Penyaluran BST Terus Berjalan, Separuh Target Tersasar

  • Bagikan

Wonosari,(lensamedia.co)–Beberapa waktu lalu pemerintah memulai penyaluran Bantuan Sosial Tunai (BST). Diketahui, sampai dengan awal Agustus 2021 ini, lebih dari separuh target telah tersasar.

Kepala Bidang (Kabid) Kesejahteraan Sosial, Dinas Sosial (Dinsos) Gunungkidul, Hadi Hendra Prayoga mengatakan, untuk saat ini penyaluran BST dilakukan bersamaan dengan penyaluran paket beras. Berdasarkan data yang ada, serapan BST di Gunungkidul telah mencapai lebih dari separuh dari target yang ditentukan.

“Per 1 Aguatus sudah mencapai 83,32 persen.
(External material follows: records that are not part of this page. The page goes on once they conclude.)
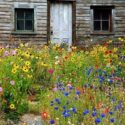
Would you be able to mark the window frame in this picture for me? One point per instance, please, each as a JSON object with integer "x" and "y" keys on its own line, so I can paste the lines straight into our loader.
{"x": 24, "y": 12}
{"x": 111, "y": 20}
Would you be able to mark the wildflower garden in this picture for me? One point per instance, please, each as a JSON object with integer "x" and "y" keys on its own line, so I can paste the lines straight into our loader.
{"x": 76, "y": 87}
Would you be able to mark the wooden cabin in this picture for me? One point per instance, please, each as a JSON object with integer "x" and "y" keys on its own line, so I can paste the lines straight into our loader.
{"x": 69, "y": 21}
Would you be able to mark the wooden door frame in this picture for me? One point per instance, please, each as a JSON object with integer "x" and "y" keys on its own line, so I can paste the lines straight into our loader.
{"x": 73, "y": 2}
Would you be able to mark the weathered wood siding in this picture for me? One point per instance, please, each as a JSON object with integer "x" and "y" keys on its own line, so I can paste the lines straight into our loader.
{"x": 7, "y": 21}
{"x": 83, "y": 20}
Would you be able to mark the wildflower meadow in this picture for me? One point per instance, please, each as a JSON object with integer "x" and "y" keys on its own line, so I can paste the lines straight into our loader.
{"x": 64, "y": 86}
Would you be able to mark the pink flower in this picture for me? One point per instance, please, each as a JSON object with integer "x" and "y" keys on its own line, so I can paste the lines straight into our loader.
{"x": 51, "y": 71}
{"x": 6, "y": 53}
{"x": 55, "y": 89}
{"x": 12, "y": 82}
{"x": 13, "y": 52}
{"x": 1, "y": 89}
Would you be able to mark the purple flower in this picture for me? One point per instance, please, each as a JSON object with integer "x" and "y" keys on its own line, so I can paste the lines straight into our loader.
{"x": 56, "y": 108}
{"x": 85, "y": 112}
{"x": 111, "y": 113}
{"x": 6, "y": 53}
{"x": 66, "y": 93}
{"x": 78, "y": 92}
{"x": 102, "y": 115}
{"x": 1, "y": 89}
{"x": 112, "y": 120}
{"x": 58, "y": 100}
{"x": 89, "y": 71}
{"x": 52, "y": 122}
{"x": 74, "y": 110}
{"x": 94, "y": 113}
{"x": 12, "y": 82}
{"x": 66, "y": 113}
{"x": 97, "y": 120}
{"x": 13, "y": 52}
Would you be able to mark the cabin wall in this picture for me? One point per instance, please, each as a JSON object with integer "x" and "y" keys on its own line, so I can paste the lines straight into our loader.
{"x": 84, "y": 20}
{"x": 7, "y": 22}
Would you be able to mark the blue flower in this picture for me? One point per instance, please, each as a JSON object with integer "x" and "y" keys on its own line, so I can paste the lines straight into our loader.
{"x": 56, "y": 108}
{"x": 97, "y": 120}
{"x": 66, "y": 113}
{"x": 85, "y": 112}
{"x": 94, "y": 113}
{"x": 66, "y": 93}
{"x": 52, "y": 121}
{"x": 57, "y": 100}
{"x": 51, "y": 103}
{"x": 89, "y": 71}
{"x": 102, "y": 115}
{"x": 64, "y": 107}
{"x": 111, "y": 113}
{"x": 78, "y": 92}
{"x": 74, "y": 110}
{"x": 112, "y": 120}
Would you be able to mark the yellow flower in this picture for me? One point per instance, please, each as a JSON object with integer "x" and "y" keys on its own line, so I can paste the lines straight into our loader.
{"x": 16, "y": 66}
{"x": 25, "y": 69}
{"x": 21, "y": 45}
{"x": 29, "y": 76}
{"x": 12, "y": 106}
{"x": 27, "y": 63}
{"x": 27, "y": 54}
{"x": 14, "y": 70}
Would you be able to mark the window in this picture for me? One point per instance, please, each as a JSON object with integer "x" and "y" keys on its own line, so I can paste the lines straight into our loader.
{"x": 102, "y": 19}
{"x": 24, "y": 20}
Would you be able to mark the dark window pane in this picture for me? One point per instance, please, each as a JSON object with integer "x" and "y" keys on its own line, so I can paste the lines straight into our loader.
{"x": 97, "y": 25}
{"x": 105, "y": 15}
{"x": 105, "y": 25}
{"x": 20, "y": 15}
{"x": 96, "y": 15}
{"x": 20, "y": 24}
{"x": 28, "y": 25}
{"x": 29, "y": 15}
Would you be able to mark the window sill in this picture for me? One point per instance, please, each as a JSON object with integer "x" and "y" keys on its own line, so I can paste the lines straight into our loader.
{"x": 102, "y": 33}
{"x": 23, "y": 33}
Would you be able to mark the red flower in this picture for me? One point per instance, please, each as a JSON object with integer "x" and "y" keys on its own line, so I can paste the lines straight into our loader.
{"x": 44, "y": 115}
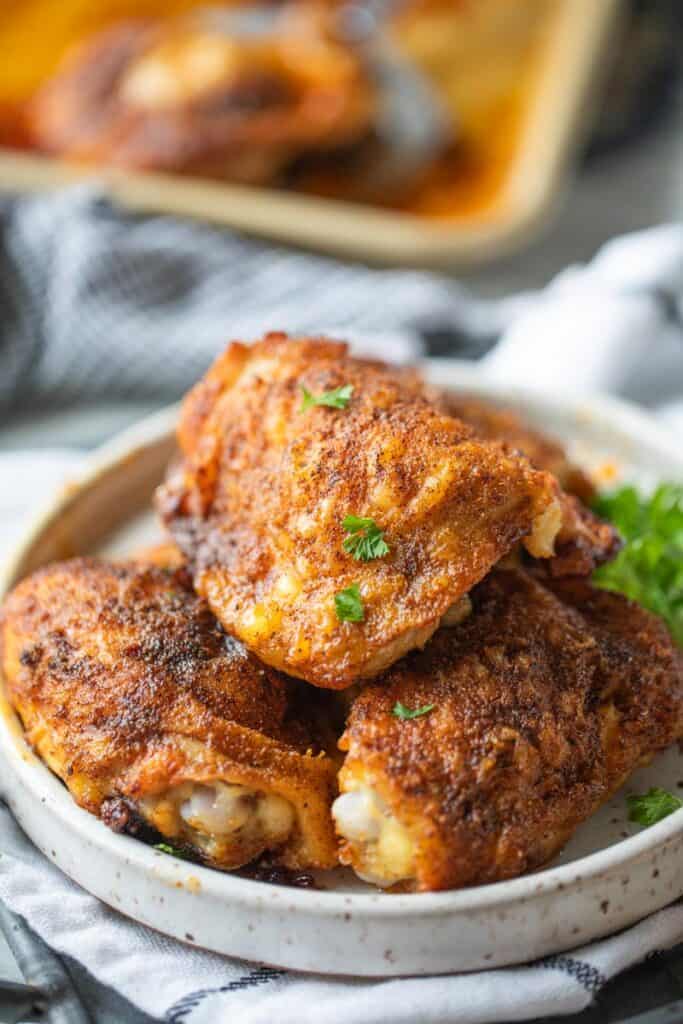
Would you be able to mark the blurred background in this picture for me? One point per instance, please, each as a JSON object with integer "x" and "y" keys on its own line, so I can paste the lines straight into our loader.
{"x": 493, "y": 142}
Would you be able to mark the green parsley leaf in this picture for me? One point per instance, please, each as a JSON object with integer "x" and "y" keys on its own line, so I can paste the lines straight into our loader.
{"x": 649, "y": 567}
{"x": 652, "y": 806}
{"x": 366, "y": 541}
{"x": 348, "y": 604}
{"x": 403, "y": 713}
{"x": 339, "y": 397}
{"x": 171, "y": 850}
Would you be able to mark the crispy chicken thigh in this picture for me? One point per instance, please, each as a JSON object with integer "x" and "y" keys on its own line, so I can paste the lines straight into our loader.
{"x": 531, "y": 713}
{"x": 258, "y": 506}
{"x": 155, "y": 719}
{"x": 585, "y": 541}
{"x": 499, "y": 424}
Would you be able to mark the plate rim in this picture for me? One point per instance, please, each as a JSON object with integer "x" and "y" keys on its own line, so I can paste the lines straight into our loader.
{"x": 622, "y": 415}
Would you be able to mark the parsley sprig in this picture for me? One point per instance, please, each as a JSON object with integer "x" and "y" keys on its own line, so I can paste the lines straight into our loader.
{"x": 339, "y": 397}
{"x": 348, "y": 604}
{"x": 652, "y": 806}
{"x": 649, "y": 568}
{"x": 403, "y": 713}
{"x": 366, "y": 540}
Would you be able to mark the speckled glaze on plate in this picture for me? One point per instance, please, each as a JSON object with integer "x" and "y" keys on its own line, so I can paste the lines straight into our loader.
{"x": 609, "y": 876}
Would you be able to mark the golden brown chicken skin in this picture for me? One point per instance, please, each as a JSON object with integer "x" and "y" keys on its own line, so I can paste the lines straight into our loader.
{"x": 154, "y": 718}
{"x": 584, "y": 541}
{"x": 501, "y": 424}
{"x": 259, "y": 501}
{"x": 187, "y": 95}
{"x": 540, "y": 706}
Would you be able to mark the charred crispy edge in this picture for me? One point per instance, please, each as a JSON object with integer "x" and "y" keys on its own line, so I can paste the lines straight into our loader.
{"x": 575, "y": 595}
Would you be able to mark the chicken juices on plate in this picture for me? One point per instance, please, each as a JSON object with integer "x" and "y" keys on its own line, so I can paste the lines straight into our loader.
{"x": 152, "y": 716}
{"x": 331, "y": 516}
{"x": 475, "y": 760}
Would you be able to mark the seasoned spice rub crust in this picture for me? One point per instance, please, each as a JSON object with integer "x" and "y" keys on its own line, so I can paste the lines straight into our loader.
{"x": 132, "y": 693}
{"x": 257, "y": 506}
{"x": 542, "y": 702}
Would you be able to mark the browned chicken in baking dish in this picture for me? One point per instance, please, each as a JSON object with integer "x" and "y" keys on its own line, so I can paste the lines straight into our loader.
{"x": 331, "y": 516}
{"x": 193, "y": 95}
{"x": 474, "y": 760}
{"x": 584, "y": 541}
{"x": 154, "y": 718}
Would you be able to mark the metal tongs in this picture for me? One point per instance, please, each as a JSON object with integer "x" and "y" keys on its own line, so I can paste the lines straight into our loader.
{"x": 413, "y": 125}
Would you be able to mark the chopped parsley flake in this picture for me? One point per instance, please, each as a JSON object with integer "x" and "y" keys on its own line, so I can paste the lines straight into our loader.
{"x": 403, "y": 713}
{"x": 171, "y": 850}
{"x": 339, "y": 397}
{"x": 366, "y": 540}
{"x": 652, "y": 806}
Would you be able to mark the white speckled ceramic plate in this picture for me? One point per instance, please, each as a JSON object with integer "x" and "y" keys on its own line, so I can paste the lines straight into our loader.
{"x": 610, "y": 875}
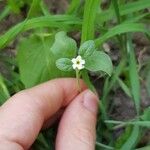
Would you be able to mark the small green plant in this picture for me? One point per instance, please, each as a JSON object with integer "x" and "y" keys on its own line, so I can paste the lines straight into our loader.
{"x": 87, "y": 58}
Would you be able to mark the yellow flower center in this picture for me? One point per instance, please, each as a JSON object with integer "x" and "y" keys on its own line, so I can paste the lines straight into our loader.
{"x": 78, "y": 62}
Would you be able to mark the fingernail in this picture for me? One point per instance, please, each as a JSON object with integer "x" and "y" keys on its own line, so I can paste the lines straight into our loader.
{"x": 90, "y": 101}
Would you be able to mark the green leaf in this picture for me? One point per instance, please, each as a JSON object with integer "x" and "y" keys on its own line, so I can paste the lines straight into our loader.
{"x": 87, "y": 49}
{"x": 99, "y": 61}
{"x": 37, "y": 58}
{"x": 34, "y": 9}
{"x": 126, "y": 9}
{"x": 148, "y": 81}
{"x": 64, "y": 46}
{"x": 128, "y": 140}
{"x": 64, "y": 64}
{"x": 119, "y": 29}
{"x": 146, "y": 114}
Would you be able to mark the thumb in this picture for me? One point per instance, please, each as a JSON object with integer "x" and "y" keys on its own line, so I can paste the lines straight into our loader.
{"x": 77, "y": 126}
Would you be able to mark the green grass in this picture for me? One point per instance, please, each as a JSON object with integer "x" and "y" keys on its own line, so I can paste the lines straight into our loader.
{"x": 117, "y": 23}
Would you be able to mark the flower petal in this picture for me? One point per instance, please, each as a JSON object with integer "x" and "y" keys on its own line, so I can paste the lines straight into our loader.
{"x": 82, "y": 62}
{"x": 74, "y": 66}
{"x": 79, "y": 58}
{"x": 73, "y": 60}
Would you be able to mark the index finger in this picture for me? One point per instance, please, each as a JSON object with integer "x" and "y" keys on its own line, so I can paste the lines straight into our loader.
{"x": 22, "y": 117}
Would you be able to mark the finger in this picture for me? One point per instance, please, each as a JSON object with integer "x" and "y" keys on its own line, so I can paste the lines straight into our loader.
{"x": 77, "y": 127}
{"x": 22, "y": 117}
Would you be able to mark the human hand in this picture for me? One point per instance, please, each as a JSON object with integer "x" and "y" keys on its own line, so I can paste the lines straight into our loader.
{"x": 24, "y": 114}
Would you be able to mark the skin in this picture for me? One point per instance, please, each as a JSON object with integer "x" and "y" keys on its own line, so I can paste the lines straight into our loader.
{"x": 24, "y": 115}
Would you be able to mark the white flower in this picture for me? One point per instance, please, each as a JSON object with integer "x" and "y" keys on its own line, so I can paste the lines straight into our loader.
{"x": 78, "y": 63}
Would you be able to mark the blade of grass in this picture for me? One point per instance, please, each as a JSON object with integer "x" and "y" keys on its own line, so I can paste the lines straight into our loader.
{"x": 119, "y": 29}
{"x": 133, "y": 74}
{"x": 4, "y": 93}
{"x": 106, "y": 147}
{"x": 73, "y": 6}
{"x": 124, "y": 10}
{"x": 90, "y": 11}
{"x": 124, "y": 87}
{"x": 56, "y": 21}
{"x": 4, "y": 13}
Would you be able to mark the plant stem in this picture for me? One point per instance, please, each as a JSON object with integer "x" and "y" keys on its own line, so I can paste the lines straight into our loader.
{"x": 78, "y": 78}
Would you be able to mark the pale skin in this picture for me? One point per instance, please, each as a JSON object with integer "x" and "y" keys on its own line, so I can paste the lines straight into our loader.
{"x": 26, "y": 113}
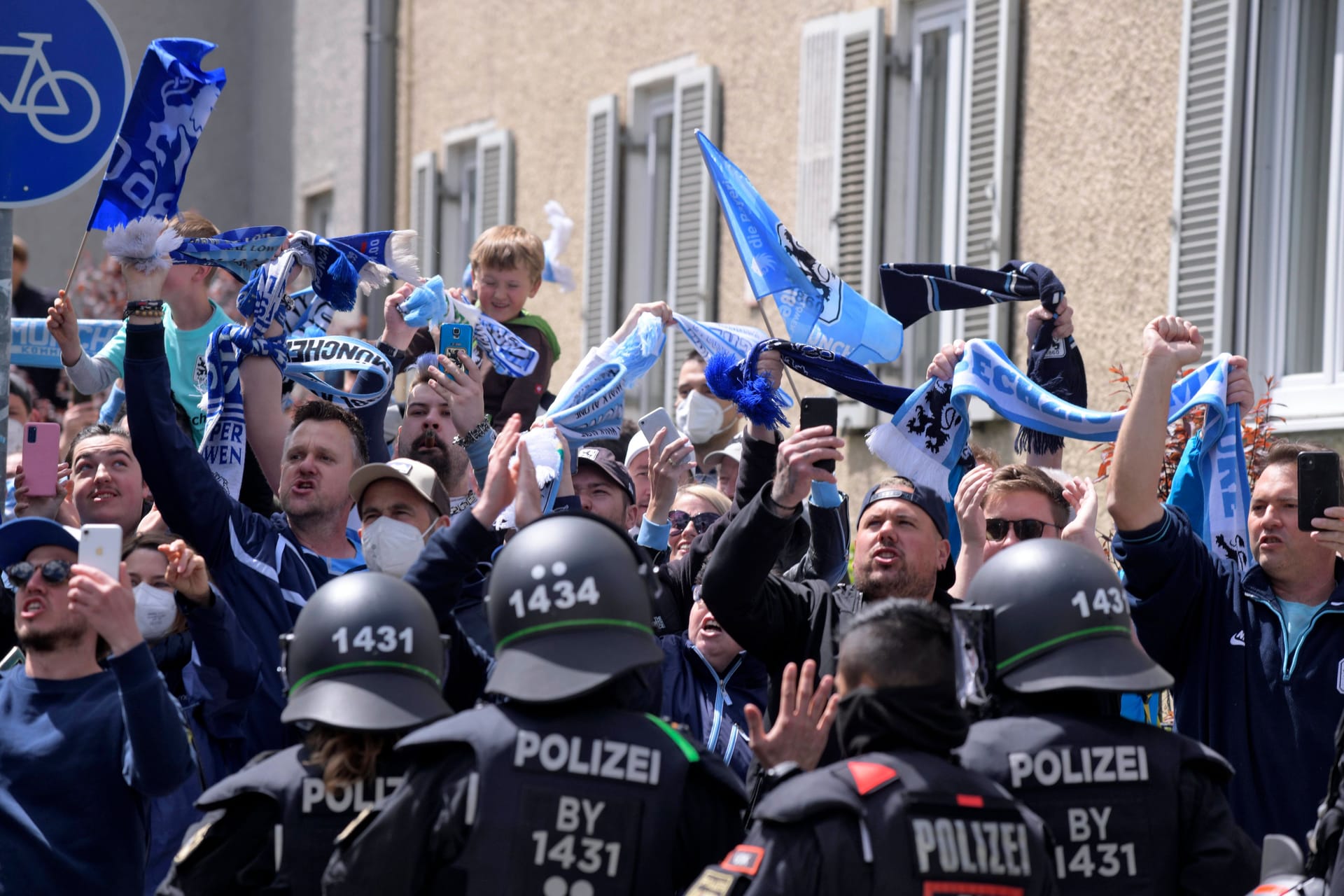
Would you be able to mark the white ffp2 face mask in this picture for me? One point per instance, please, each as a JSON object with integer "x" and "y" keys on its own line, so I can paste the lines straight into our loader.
{"x": 391, "y": 546}
{"x": 156, "y": 612}
{"x": 701, "y": 418}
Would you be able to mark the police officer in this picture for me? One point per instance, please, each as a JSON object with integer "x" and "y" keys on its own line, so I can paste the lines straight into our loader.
{"x": 365, "y": 665}
{"x": 1133, "y": 809}
{"x": 897, "y": 816}
{"x": 566, "y": 789}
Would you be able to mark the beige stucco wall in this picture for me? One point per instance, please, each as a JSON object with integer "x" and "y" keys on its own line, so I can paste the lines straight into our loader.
{"x": 1096, "y": 143}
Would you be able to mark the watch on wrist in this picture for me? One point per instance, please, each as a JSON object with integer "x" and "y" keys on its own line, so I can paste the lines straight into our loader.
{"x": 146, "y": 308}
{"x": 475, "y": 434}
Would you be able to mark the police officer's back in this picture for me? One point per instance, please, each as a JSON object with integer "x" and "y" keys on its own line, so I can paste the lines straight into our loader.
{"x": 568, "y": 788}
{"x": 365, "y": 665}
{"x": 897, "y": 816}
{"x": 1133, "y": 809}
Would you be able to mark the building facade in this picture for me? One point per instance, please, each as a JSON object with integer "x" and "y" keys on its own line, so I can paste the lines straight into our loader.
{"x": 1155, "y": 155}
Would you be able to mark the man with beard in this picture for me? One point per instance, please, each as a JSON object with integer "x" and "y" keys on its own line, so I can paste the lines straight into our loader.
{"x": 901, "y": 551}
{"x": 269, "y": 564}
{"x": 83, "y": 748}
{"x": 445, "y": 429}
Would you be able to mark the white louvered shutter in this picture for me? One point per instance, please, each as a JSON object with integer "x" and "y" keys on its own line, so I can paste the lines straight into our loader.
{"x": 694, "y": 230}
{"x": 425, "y": 209}
{"x": 819, "y": 140}
{"x": 493, "y": 181}
{"x": 601, "y": 219}
{"x": 1208, "y": 168}
{"x": 988, "y": 153}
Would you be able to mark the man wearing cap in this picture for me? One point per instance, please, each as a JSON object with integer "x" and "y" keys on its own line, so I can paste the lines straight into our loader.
{"x": 83, "y": 748}
{"x": 901, "y": 551}
{"x": 568, "y": 788}
{"x": 605, "y": 488}
{"x": 400, "y": 504}
{"x": 1135, "y": 809}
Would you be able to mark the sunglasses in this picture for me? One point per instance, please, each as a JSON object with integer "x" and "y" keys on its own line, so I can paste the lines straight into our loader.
{"x": 997, "y": 530}
{"x": 54, "y": 571}
{"x": 680, "y": 519}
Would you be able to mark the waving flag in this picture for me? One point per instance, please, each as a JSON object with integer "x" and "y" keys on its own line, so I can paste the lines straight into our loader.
{"x": 167, "y": 113}
{"x": 818, "y": 307}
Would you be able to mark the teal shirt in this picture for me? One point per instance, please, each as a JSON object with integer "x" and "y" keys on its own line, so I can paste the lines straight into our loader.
{"x": 186, "y": 351}
{"x": 1297, "y": 618}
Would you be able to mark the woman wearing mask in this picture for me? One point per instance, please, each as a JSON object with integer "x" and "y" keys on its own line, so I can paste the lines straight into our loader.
{"x": 178, "y": 610}
{"x": 365, "y": 665}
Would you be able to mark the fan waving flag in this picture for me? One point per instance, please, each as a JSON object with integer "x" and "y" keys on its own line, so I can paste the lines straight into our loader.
{"x": 167, "y": 113}
{"x": 818, "y": 307}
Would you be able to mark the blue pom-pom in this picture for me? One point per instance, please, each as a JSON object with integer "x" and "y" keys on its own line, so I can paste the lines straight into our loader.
{"x": 723, "y": 372}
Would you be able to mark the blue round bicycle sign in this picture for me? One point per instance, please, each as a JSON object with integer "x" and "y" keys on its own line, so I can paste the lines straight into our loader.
{"x": 64, "y": 86}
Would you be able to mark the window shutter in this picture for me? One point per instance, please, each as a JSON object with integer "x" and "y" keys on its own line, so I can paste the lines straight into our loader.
{"x": 819, "y": 143}
{"x": 493, "y": 179}
{"x": 1205, "y": 197}
{"x": 694, "y": 230}
{"x": 601, "y": 219}
{"x": 425, "y": 209}
{"x": 988, "y": 153}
Sampai hari itu, sebanyak 33.149 Keluarga Penerima Manfaat (KPM) sudah menerima BST,” ucap Hendra, Rabu (04/08/2021).

Ia mengatakan, dengan jumlah tersebut maka tinggal 6.634 KPM yang belum menerima bantuan. Sedangkan untuk bantuan beras, Hendra menyebut sudah mencapai 50,61 persen dari sasaran.

“Sampai hari ini sebanyak 47.099 dari 95.371 KPM sudah menerima bantuan beras dari pusat tersebut,” kata dia.

Hendra menjelaskan BST yang diberikan per KPM nominalnya sebesar Rp 600 ribu. Jumlah itu merupakan akumulasi bantuan selama Mei-Juni, sehingga nominal per bulannya adalah RP 300 ribu.

Ia mengatakan, proses penyaluran dilakukan oleh Kantor Pos Indonesia Cabang Wonosari. Instruksi soal teknis penyaluran BST pun sudah diedarkan oleh Sekretaris Daerah (Sekda) Gunungkidul Drajad Ruswandono pada seluruh panewu.

“Kantor Pos berkoordinasi dengan kapanewon hingga kalurahan setempat untuk mekanisme penyalurannya,” jelas Hendra.

Kepala Dinsos Gunungkidul, Siwi Iriyanti menambahkan, bantuan beras tersebut berasal dari Badan Urusan Logistik (BULOG) serta Dinsos DIY. Dalam penyalurannya, setiap KPM mendapat kuota 10 kg beras

“Kuota beras yang diterima mencapai 953.710 kilogram,” kata Siwi.